Background technology
With the extensive use of solar cell module, photovoltaic generation increasingly occupies important proportion in new energy, obtains
Obtained and developed rapidly.In current commercialized solar cell product, crystalline silicon(Monocrystalline and polycrystalline)The market share of solar cell
Maximum, be always maintained at more than 85% occupation rate of market.
At present, in the production technology of solar cell, the suede structure of silicon chip surface can be effectively reduced solar cell
Surface reflectivity, be to influence one of key factor of photoelectric conversion efficiency of the solar battery.In order in crystal silicon solar energy battery
The suede structure that surface has been obtained, to reach preferable anti-reflective effect, people have attempted many methods, and conventional includes machinery
Groove engraving, laser ablation method, reactive ion etching method(RIE), chemical corrosion method(That is wet etching)Deng.Wherein, mechanical carving groove
Method can obtain relatively low surface reflectivity, but this method causes the mechanical damage of silicon chip surface than more serious, Er Qieqi
Yield rate is relatively low, so in the industrial production using less.It is that different cuttings are made of laser for laser ablation method
The surface of style, striated and inverted pyramid shape all is produced out, and its reflectivity can be with as little as 8.3%, but by it
The efficiency of obtained battery is all than relatively low, it is impossible to be efficiently used for production.RIE methods can be carved using different masterplates
Erosion, etching is usually dry etching, so-called black silicon structure can be formed in silicon chip surface, its reflectivity can be as little as
7.9%, it might even be possible to reach 4%, but be due to that equipment is expensive, production cost is higher, thus industry into production using less.And
The features such as chemical corrosion method has simple technique, cheap price and excellent quality and good compatible existing process, becomes in existing industry using most
Many methods.
At present, it is general in micron order using the suede structure of the crystal silicon solar energy battery of wet etching.Current routine
Way is still further to reduce its surface reflectivity.Application for a patent for invention WO2014120830 (A1) discloses a kind of crystalline silicon and received
The preparation method of rice matte, realizes the control of nanometer suede pattern by way of annealing, but this method complex process, no
The need for industrialized production.In addition, have also appeared the method for corrosion by metal ion, such as Chinese patent in the prior art
CN101573801B, specifically includes following steps:(1) silicon chip is put into the hydrofluoric acid solution containing oxidant and metal salt
In, form porous layer structure;(2) and then with the first chemical corrosion liquid surface etch is carried out;First chemical corrosion liquid is
The mixed solution of hydrofluoric acid and nitric acid;(3) and then above-mentioned silicon chip is put into the second chemical corrosion liquid and impregnated, form matte
Structure;Second chemical corrosion liquid is alkali lye.Wherein, step (1) can also be divided into 2 steps, i.e., first silicon chip is put into containing gold
Belong in the solution of ion and soaking, silicon chip surface is coated layer of metal nano particle, chemical corrosion liquid corrosion of silicon is then used again
Surface, forms porous layer structure.
However, being found in practical application, there are the following problems for the above method:When the concentration of the metal ion in solution is relatively low
When, the metal nanoparticle size of attachment is uneven, and the density variation of diverse location attachment is also larger, so as to cause the nanometer prepared
Micro-structural size is uneven, is open totally different, ultimately results in relatively low electrical property.
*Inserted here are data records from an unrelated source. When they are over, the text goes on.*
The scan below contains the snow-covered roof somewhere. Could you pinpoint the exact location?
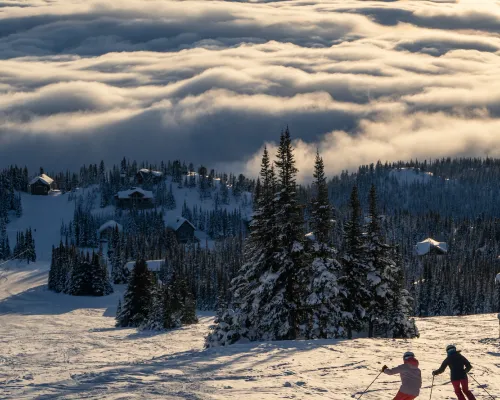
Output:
[415,238,448,256]
[125,260,165,271]
[139,168,163,177]
[168,217,196,231]
[98,220,123,233]
[30,174,54,186]
[116,188,153,199]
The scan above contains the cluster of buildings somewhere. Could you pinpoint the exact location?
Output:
[28,168,196,243]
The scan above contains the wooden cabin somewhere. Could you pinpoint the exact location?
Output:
[168,217,196,243]
[415,238,448,256]
[115,187,154,209]
[97,220,123,242]
[28,174,56,196]
[135,168,163,185]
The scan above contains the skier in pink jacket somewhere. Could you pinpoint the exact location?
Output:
[382,351,422,400]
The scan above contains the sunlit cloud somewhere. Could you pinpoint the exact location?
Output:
[0,0,500,180]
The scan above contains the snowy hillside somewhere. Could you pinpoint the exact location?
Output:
[389,168,433,184]
[0,262,500,400]
[7,178,251,261]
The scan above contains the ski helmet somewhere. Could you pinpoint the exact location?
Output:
[446,344,457,353]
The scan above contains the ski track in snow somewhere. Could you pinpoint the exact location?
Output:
[0,262,500,400]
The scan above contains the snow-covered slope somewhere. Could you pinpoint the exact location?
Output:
[7,178,251,261]
[0,263,500,400]
[389,168,433,184]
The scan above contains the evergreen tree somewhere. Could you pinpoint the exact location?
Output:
[339,186,371,339]
[117,259,152,327]
[304,154,344,338]
[68,253,94,296]
[206,129,307,346]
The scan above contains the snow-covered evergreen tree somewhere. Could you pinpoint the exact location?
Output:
[304,153,344,338]
[206,129,307,346]
[117,259,153,327]
[339,186,371,339]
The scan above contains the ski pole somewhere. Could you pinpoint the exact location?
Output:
[357,371,383,400]
[469,375,495,400]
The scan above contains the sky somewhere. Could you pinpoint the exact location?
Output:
[0,0,500,180]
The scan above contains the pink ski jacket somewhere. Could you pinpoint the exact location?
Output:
[384,358,422,396]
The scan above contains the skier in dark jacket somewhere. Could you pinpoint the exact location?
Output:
[432,344,476,400]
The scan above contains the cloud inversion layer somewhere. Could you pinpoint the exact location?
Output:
[0,0,500,179]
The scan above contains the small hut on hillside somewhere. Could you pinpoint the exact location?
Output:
[415,238,448,256]
[28,174,56,196]
[135,168,163,185]
[168,217,196,243]
[97,220,123,242]
[115,187,154,209]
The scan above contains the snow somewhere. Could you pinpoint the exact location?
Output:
[98,220,123,233]
[116,187,154,199]
[0,263,500,400]
[389,168,433,184]
[7,189,91,261]
[415,238,448,256]
[30,174,54,185]
[125,260,165,271]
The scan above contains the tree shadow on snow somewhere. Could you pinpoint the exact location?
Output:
[17,340,352,400]
[0,285,120,317]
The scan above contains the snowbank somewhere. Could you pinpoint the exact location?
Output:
[0,264,500,400]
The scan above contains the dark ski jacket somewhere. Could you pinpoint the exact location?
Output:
[435,351,472,381]
[384,357,422,396]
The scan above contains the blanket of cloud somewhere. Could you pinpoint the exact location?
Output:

Therefore, a kind of preparation method of the suede structure of new crystal silicon solar energy battery is developed, to ensure suede structure
Stability and uniformity and further improve cell piece electricity conversion, it is clear that with positive realistic meaning.
The content of the invention
The goal of the invention of the present invention is to provide a kind of preparation method of the suede structure of crystal silicon solar energy battery.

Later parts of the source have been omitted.